Does this mean that there’s nothing to do in payments? No. There is a lot to do in payments, and I believe that this guy I mentioned and others will find success in their business, even if not displace PayPal and others. There is, though, a more interesting aspect of the market to attack. More about that in my next post.
Regardless of whether it’s a three-card monty play or a brilliant PR move, Seth and his team are transitioning interchange from a tax-like pain point to a revenue generating value-add. They’re reinventing the commoditization of interchange in a way that works for a merchant’s bottom-line.
But I think I see the point (and correct me if I’m wrong): in truth, the current system is extremely efficient and considering the massive risk, investment and ubiquity needed to succeed, it’s pretty much impossible to disrupt.
But the fact that he can do this underscores the existing tension, hate and friction the current system creates for businesses. Hell hath no furry like a merchant’s scorn for swipe fees.
I’d also like to add one more thing.
There’s something powerful about shifting the traditional paradigms of entrenched industries. If a company is able to alter a behavior, improve on existing efficiencies, or create new value within the existing [or perhaps entirely new] system, you’ll essentially be creating an entirely new an entirely new market for payments. With new markets come the new sources of revenue streams.
disclaimer: I have never spoken to Seth personally, or anyone from his team. I also work for Dwolla.
My point was indeed about the system. I think it can be disrupted but not the way the problem is approached by most companies. Dwolla may be one of the unique ones, although you guys are facing your own challenges.
As for LevelUp, they just happened to be a comfortable example. Calling this a 3-card monte will be too strong a statement, I don’t think anyone is looking to mislead. On the contrary, I’m sure the team there feels that they’re doing a good thing. I am pointing to the fact that, as you noted, much of that effort is futile due to market constraints that are being ignored.
As you previously broke down the payments space into roles, it is clear that LevelUp is an engagement driver for the offline space. Seth’s press strategy purely fits the challenge that he is trying to overcome – network additions of users and merchants.
I spent over 2 years in business development and in product forums with Seth at LevelUp and have realized that the company has adapted to his unique strengths – an ability to control press and to create payment structures meant to disguise revenue generation. However, this move and plan marks his best step towards profitability (although as the numbers show a bit far off).
Also to take into consideration, Seth is in the middle of raising a round of funding and it appears that it has been difficult to find a serious financer to step to the plate.

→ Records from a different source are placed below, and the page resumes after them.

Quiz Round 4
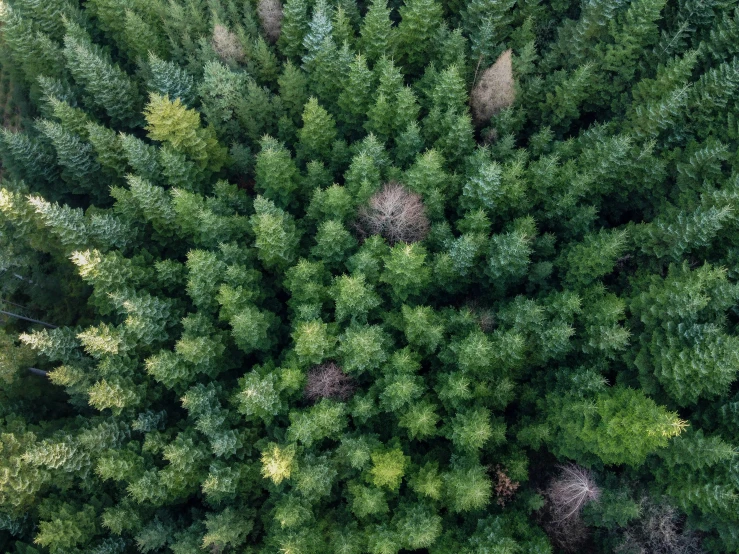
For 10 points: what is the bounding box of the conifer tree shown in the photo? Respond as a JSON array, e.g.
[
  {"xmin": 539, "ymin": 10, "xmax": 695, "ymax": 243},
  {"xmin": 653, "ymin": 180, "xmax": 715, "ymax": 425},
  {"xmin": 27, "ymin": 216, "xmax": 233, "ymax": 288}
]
[
  {"xmin": 359, "ymin": 0, "xmax": 394, "ymax": 62},
  {"xmin": 396, "ymin": 0, "xmax": 442, "ymax": 74},
  {"xmin": 64, "ymin": 35, "xmax": 141, "ymax": 127}
]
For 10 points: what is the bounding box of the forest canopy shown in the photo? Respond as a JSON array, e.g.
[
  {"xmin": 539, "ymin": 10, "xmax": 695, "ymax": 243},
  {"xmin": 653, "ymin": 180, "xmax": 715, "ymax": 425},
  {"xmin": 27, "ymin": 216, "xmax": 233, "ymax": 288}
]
[{"xmin": 0, "ymin": 0, "xmax": 739, "ymax": 554}]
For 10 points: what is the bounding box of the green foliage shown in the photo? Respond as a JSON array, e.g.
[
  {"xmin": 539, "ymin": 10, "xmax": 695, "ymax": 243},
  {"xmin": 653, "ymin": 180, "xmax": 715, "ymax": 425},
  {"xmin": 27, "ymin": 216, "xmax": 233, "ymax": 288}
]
[{"xmin": 0, "ymin": 0, "xmax": 739, "ymax": 554}]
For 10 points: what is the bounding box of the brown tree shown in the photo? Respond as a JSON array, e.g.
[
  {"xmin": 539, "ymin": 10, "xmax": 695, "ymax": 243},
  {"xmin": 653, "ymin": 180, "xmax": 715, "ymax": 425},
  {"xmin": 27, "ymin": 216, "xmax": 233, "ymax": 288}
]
[
  {"xmin": 495, "ymin": 466, "xmax": 518, "ymax": 506},
  {"xmin": 544, "ymin": 464, "xmax": 600, "ymax": 552},
  {"xmin": 357, "ymin": 182, "xmax": 429, "ymax": 244},
  {"xmin": 257, "ymin": 0, "xmax": 282, "ymax": 43},
  {"xmin": 304, "ymin": 362, "xmax": 354, "ymax": 402},
  {"xmin": 615, "ymin": 498, "xmax": 703, "ymax": 554},
  {"xmin": 211, "ymin": 24, "xmax": 245, "ymax": 62},
  {"xmin": 470, "ymin": 50, "xmax": 516, "ymax": 125}
]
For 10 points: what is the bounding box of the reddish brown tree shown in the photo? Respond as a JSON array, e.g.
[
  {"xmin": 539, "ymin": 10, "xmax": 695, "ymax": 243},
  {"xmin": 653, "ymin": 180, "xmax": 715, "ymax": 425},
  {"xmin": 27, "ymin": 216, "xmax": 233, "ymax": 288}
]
[
  {"xmin": 304, "ymin": 362, "xmax": 354, "ymax": 402},
  {"xmin": 470, "ymin": 50, "xmax": 516, "ymax": 125},
  {"xmin": 357, "ymin": 182, "xmax": 429, "ymax": 244},
  {"xmin": 495, "ymin": 466, "xmax": 518, "ymax": 506},
  {"xmin": 257, "ymin": 0, "xmax": 282, "ymax": 42},
  {"xmin": 211, "ymin": 24, "xmax": 245, "ymax": 62}
]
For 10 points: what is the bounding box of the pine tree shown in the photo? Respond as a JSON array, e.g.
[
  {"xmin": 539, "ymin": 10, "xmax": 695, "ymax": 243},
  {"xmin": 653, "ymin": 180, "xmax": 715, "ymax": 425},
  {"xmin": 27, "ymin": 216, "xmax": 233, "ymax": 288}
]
[
  {"xmin": 146, "ymin": 52, "xmax": 196, "ymax": 107},
  {"xmin": 359, "ymin": 0, "xmax": 394, "ymax": 62},
  {"xmin": 64, "ymin": 35, "xmax": 141, "ymax": 127},
  {"xmin": 251, "ymin": 196, "xmax": 299, "ymax": 269},
  {"xmin": 144, "ymin": 94, "xmax": 226, "ymax": 171},
  {"xmin": 549, "ymin": 387, "xmax": 687, "ymax": 466},
  {"xmin": 277, "ymin": 0, "xmax": 308, "ymax": 60},
  {"xmin": 338, "ymin": 54, "xmax": 373, "ymax": 136},
  {"xmin": 37, "ymin": 119, "xmax": 104, "ymax": 197},
  {"xmin": 297, "ymin": 98, "xmax": 336, "ymax": 162},
  {"xmin": 396, "ymin": 0, "xmax": 442, "ymax": 74}
]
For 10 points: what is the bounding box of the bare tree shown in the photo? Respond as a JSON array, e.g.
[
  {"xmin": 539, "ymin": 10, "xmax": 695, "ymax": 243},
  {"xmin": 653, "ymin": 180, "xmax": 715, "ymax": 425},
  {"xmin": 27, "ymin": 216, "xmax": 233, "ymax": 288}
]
[
  {"xmin": 257, "ymin": 0, "xmax": 282, "ymax": 42},
  {"xmin": 357, "ymin": 182, "xmax": 429, "ymax": 244},
  {"xmin": 470, "ymin": 50, "xmax": 516, "ymax": 125},
  {"xmin": 544, "ymin": 464, "xmax": 600, "ymax": 522},
  {"xmin": 211, "ymin": 24, "xmax": 245, "ymax": 62},
  {"xmin": 304, "ymin": 362, "xmax": 354, "ymax": 402},
  {"xmin": 615, "ymin": 498, "xmax": 703, "ymax": 554},
  {"xmin": 495, "ymin": 465, "xmax": 519, "ymax": 506},
  {"xmin": 544, "ymin": 464, "xmax": 600, "ymax": 552}
]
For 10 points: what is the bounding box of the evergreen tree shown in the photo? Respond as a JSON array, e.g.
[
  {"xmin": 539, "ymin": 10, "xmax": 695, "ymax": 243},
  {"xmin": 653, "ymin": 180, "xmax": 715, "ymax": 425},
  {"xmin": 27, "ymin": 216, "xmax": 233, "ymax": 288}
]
[{"xmin": 64, "ymin": 35, "xmax": 141, "ymax": 127}]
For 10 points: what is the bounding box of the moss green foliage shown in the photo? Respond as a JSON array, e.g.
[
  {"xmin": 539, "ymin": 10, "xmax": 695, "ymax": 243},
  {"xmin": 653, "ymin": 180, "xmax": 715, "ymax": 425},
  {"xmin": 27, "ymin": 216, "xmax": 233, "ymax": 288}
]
[{"xmin": 0, "ymin": 0, "xmax": 739, "ymax": 554}]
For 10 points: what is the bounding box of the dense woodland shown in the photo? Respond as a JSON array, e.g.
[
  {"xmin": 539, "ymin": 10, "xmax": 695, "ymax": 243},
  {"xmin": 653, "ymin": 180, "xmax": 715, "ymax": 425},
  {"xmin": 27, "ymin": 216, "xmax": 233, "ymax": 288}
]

Something to also consider – Seth also makes claims as to reducing risk and its impact on interchange fees. Disguising the consumer cc number is a very small part of the risk in offline transactions. I’m surprised that no one has pointed out this claim as well – valid?
I don’t think I’m in a position to comment about what’s going on inside LevelUp. It won’t be the first or last company in payments, and generally, boasting capabilities it doesn’t necessarily have. I just gave them as an example of a trend, or a reality, in the payments market that many don’t realize.